# Lesson 7

Graphs of Proportional Relationships

Let's see how graphs of proportional relationships differ from graphs of other relationships.

### Problem 1

A lemonade recipe calls for \(\frac14\) cup of lemon juice for every cup of water.

- Use the table to answer these questions.
- What does \(x\) represent?
- What does \(y\) represent?
- Is there a proportional relationship between \(x\) and \(y\)?

- Plot the pairs in the table in a coordinate plane.

\(x\) | \(y\) |
---|---|

1 | \(\frac14\) |

2 | \(\frac12\) |

3 | \(\frac34\) |

4 | 1 |

### Problem 2

There is a proportional relationship between the number of months a person has had a streaming movie subscription and the total amount of money they have paid for the subscription. The cost for 6 months is $47.94. The point \((6, 47.94)\) is shown on the graph below.

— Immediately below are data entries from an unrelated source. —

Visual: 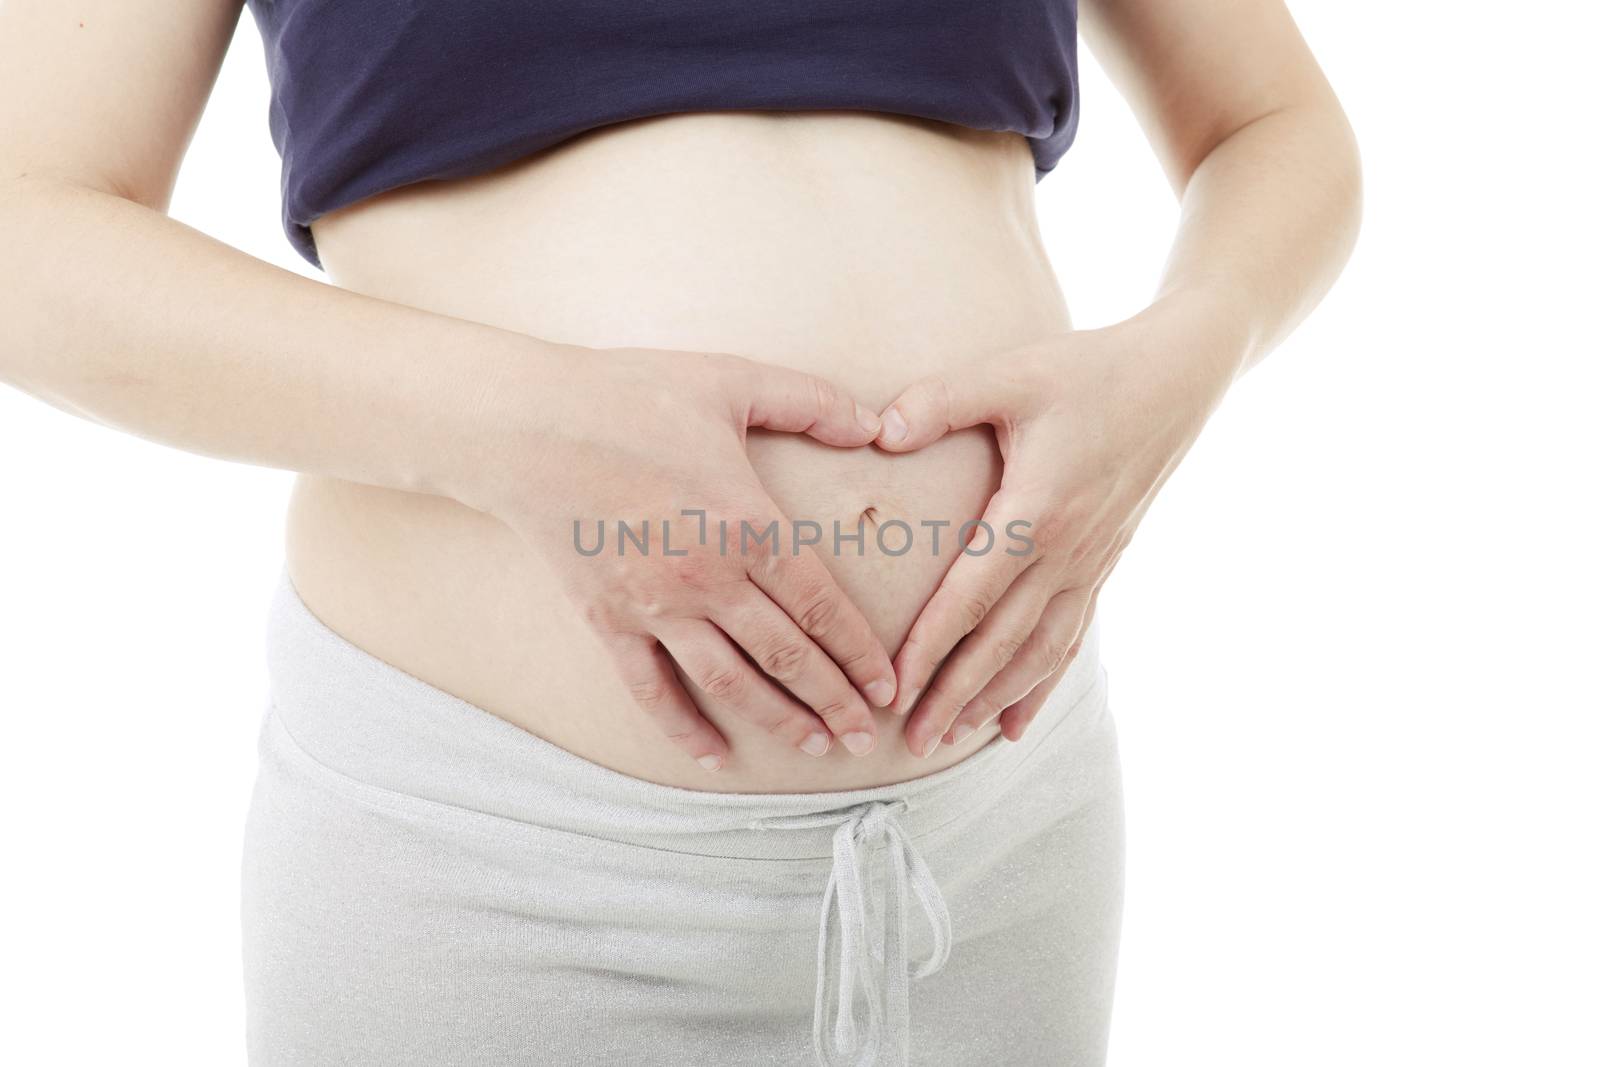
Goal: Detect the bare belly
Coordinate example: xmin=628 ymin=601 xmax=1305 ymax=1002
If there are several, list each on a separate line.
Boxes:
xmin=288 ymin=111 xmax=1072 ymax=791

- What is the constant of proportionality in this relationship?
- What does the constant of proportionality tell us about the situation?
- Add at least three more points to the graph and label them with their coordinates.
- Write an equation that represents the relationship between \(C\), the total cost of the subscription, and \(m\), the number of months.

### Problem 3

The graph shows the amounts of almonds, in grams, for different amounts of oats, in cups, in a granola mix. Label the point \((1, k)\) on the graph, find the value of \(k\), and explain its meaning.

### Problem 4

Select **all** the pieces of information that would tell you \(x\) and \(y\) have a proportional relationship. Let \(y\) represent the distance in meters between a rock and a turtle's current position and \(x\) represent the time in minutes the turtle has been moving.

\(y = 3x\)

After 4 minutes, the turtle has walked 12 feet away from the rock.

The turtle walks for a bit, then stops for a minute before walking again.

The turtle walks away from the rock at a constant rate.

### Problem 5

What information do you need to know to write an equation relating two quantities that have a proportional relationship?